Un modèle plus puissant et plus léger, est produit en 1992, avec une puissance de 603 ch. à 8250 tr/min, dénommée EB110 SS (pour « Super Sport »), cette voiture est capable d’atteindre une vitesse de pointe de 355 km/h sur circuit et claque le 0 à 100 km/h en 3,26 secondes.

https://www.instagram.com/p/Bs04tAXHxB9/

Artioli présente au public la supersportive EB110 le jour du 110e anniversaire d’Ettore Bugatti.

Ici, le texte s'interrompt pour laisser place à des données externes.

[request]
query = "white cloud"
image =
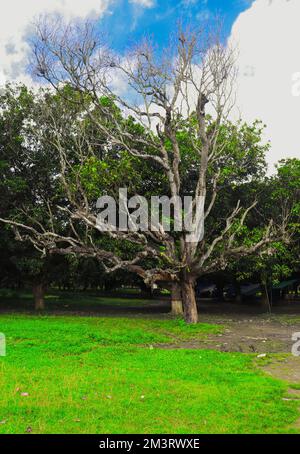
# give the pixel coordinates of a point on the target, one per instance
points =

D’où le nom du véhicule : EB pour les initiales d’Ettore Bugatti et 110 pour son 110e anniversaire.

Les nouveaux modèles respectent la tradition de Bugatti : en 1995, c’est la première voiture de série à disposer d’un châssis en fibre de carbone, fabriqué par la société française Aérospatiale sur un projet de Paolo Stanzani et Marcello Gandini.

En 1991, avec l’EB110, Bugatti réussit à créer une supersportive de tous les superlatifs.  Un développement et une création que l’on doit à Romano Artioli, un grand passionné de Bugatti.

L’EB110 entre dans un nouveau monde et marque son époque ; la voiture est en avance de plusieurs décennies sur ses concurrents.

Le supervéhicule n’a pas de prédécesseur, elle est créée à partir d’une feuille blanche. Tout est nouveau, par exemple le moteur V12 de 3,5 litres et ses quatre turbos. Cinq soupapes assurent la circulation rapide du carburant pour chacun des cylindres.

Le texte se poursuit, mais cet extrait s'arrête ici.